Session: D05S013 - Socio-emotional Development 2
AUTHORS:
Kim Boseok (University of Cambridge ~ Cambridge ~ United Kingdom)
Abstract text:
Intensifying academic pressure in East Asian education systems has generated sustained concern about adolescent stress, socio-emotional vulnerability, and the need for evidence-based wellbeing approaches. Although gratitude interventions are widely promoted in psychology for enhancing positive emotion, relationships, and health, their cross-cultural variability highlights a pressing need for culturally sensitive models. This study synthesises two qualitative investigations that examine how Korean adolescents experience gratitude in their everyday lives, offering insights relevant to global applied psychology, positive education, and sustainable youth wellbeing.
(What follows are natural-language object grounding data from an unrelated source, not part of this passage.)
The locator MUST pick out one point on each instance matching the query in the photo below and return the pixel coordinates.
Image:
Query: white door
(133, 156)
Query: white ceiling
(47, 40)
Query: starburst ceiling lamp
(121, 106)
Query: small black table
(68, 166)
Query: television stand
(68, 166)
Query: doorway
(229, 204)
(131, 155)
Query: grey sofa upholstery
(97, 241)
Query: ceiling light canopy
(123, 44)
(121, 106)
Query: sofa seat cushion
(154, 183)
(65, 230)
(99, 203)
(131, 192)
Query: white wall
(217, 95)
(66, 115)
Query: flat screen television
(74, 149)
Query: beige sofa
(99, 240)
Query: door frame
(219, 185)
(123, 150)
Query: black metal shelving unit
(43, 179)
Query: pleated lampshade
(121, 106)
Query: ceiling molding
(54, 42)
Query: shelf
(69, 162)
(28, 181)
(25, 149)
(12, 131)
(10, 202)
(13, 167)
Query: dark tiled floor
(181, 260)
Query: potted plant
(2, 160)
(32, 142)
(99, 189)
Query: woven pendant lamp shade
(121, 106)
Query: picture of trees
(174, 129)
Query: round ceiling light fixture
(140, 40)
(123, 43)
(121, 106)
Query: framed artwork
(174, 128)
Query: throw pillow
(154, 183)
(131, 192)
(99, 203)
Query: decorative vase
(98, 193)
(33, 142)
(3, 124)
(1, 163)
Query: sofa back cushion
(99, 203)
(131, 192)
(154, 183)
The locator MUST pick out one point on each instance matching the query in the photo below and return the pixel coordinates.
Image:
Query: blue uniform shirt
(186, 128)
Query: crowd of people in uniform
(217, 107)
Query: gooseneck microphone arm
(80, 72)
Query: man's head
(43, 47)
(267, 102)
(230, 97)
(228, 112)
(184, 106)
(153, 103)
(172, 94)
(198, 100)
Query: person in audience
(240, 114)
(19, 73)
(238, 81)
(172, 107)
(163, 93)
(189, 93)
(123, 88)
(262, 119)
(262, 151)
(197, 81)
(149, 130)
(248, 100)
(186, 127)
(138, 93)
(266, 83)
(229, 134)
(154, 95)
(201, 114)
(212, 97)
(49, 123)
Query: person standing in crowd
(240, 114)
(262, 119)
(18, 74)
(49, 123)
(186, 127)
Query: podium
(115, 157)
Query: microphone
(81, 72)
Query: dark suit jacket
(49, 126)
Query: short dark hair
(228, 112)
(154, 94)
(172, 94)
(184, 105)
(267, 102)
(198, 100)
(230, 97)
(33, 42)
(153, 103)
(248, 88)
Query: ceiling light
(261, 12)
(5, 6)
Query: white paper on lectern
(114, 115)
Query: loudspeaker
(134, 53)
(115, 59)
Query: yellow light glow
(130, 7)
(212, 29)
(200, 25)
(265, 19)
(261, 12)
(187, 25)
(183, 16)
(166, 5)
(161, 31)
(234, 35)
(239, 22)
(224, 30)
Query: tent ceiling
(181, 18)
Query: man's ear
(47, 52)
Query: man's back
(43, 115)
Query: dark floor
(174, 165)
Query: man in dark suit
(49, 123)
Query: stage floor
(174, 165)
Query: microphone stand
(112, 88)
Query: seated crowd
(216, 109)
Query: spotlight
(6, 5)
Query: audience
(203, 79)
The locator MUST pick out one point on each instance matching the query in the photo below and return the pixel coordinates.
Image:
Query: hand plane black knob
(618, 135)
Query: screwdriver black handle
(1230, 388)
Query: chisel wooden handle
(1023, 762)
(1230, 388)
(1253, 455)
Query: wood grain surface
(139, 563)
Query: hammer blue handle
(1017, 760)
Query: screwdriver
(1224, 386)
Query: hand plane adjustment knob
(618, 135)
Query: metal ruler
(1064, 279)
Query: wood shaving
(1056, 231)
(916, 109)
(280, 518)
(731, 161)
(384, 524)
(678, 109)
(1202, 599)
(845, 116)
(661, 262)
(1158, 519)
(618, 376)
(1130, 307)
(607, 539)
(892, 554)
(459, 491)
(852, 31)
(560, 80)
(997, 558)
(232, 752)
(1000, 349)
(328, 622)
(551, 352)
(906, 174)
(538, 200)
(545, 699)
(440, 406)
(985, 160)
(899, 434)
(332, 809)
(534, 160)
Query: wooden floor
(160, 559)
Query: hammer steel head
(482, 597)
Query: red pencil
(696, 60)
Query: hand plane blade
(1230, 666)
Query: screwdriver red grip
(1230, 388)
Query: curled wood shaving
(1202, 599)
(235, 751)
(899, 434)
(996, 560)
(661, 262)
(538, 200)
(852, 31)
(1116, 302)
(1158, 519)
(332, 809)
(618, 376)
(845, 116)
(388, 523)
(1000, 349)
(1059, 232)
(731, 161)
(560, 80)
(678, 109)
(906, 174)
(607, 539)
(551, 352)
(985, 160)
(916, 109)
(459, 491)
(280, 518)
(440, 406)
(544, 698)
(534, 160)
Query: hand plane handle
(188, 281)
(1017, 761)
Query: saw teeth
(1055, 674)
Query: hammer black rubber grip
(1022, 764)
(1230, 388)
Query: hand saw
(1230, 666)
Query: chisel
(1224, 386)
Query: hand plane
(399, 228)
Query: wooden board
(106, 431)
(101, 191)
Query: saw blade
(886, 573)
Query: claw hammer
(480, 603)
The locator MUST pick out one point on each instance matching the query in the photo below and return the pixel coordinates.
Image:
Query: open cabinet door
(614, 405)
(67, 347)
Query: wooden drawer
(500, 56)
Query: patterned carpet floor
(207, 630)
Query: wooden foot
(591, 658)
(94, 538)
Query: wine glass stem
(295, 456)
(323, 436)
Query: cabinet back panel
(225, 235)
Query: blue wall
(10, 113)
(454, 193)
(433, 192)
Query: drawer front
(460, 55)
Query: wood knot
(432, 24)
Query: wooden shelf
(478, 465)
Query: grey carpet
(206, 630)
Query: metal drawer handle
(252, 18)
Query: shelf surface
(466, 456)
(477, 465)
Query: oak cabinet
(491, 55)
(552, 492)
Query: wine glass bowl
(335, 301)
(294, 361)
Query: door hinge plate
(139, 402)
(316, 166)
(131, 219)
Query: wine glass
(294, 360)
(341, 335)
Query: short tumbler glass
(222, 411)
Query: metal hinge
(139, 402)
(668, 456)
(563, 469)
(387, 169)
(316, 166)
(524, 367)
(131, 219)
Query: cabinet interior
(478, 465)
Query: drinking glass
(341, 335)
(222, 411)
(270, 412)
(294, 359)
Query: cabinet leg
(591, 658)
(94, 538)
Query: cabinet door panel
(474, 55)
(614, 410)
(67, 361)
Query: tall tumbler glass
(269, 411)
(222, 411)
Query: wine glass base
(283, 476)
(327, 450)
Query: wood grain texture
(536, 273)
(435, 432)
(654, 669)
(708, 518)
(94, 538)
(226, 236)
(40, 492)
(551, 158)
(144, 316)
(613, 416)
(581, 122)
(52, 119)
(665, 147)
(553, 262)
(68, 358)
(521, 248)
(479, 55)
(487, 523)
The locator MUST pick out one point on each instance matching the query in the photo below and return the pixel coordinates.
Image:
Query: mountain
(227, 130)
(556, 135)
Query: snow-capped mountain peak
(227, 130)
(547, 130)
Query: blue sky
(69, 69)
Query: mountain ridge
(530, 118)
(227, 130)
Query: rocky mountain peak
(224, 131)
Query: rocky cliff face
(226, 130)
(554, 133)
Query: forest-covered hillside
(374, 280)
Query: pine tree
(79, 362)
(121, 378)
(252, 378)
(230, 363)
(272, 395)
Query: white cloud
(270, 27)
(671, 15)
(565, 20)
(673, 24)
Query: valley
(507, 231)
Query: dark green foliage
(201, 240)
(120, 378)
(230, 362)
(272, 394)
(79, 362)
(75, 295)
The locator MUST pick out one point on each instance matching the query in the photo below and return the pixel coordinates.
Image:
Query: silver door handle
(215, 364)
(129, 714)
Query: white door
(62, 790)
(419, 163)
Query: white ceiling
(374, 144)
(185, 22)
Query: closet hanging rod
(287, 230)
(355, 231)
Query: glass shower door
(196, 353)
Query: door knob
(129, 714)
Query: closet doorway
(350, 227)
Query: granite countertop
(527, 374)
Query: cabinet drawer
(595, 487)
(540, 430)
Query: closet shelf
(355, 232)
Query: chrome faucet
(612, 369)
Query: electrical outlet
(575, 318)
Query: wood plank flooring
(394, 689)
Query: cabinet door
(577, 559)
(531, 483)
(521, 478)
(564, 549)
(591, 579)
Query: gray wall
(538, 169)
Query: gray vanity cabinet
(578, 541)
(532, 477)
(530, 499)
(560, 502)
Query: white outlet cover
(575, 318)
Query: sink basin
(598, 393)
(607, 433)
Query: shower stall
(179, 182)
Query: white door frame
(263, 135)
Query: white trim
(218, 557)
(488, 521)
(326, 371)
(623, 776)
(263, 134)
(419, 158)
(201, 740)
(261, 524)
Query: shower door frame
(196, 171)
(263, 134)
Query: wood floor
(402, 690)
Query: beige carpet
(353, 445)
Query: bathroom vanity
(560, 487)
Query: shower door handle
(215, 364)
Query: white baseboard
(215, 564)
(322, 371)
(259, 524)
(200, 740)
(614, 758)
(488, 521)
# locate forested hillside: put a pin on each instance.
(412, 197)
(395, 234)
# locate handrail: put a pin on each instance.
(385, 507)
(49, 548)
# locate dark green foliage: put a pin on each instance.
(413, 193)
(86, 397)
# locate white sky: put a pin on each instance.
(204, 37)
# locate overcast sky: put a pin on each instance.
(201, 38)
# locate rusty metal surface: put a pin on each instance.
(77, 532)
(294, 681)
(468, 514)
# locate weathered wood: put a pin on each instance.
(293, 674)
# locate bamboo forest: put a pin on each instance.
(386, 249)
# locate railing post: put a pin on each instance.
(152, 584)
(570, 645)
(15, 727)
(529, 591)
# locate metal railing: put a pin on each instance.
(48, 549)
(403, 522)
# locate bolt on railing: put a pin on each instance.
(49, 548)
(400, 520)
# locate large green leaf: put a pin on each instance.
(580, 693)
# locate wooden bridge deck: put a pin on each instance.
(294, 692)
Across five weeks of gratitude journalling in urban and rural middle schools, adolescents provided diary reflections analysed using Interpretative Phenomenological Analysis. The urban study developed the STARR model, comprising Sense, Transition, Affect, Recognise, and Respond. The rural study identified six superordinate themes: recognising meaning and value; cognitive reflection; emotional complexity; inhibitions in expression; prosocial motivation; and transformational self-understanding. Despite contextual variations, such as competitive academic environments in urban schools and relationally interdependent dynamics in rural communities, core processes converged.
Adolescents described gratitude not as a simple positive feeling but as a culturally shaped relational appraisal involving mixed affect, attention to effort and sacrifice, and motivation toward moral or prosocial action. Journalling acted as a practical, low-cost wellbeing tool that enabled adolescents to slow down, reinterpret everyday care, regulate emotional ambivalence, and strengthen relational awareness. Expression was often inhibited due to norms around modesty and emotional restraint, yet gratitude consistently supported empathy, responsibility, and relational repair.
Findings offer a new direction for applied psychology by demonstrating how socio-emotional interventions must be culturally attuned, contextually embedded, and developmentally sensitive. This work highlights pathways for integrating reflective practices into educational systems to promote adolescent wellbeing, relational competence, and sustainable positive development.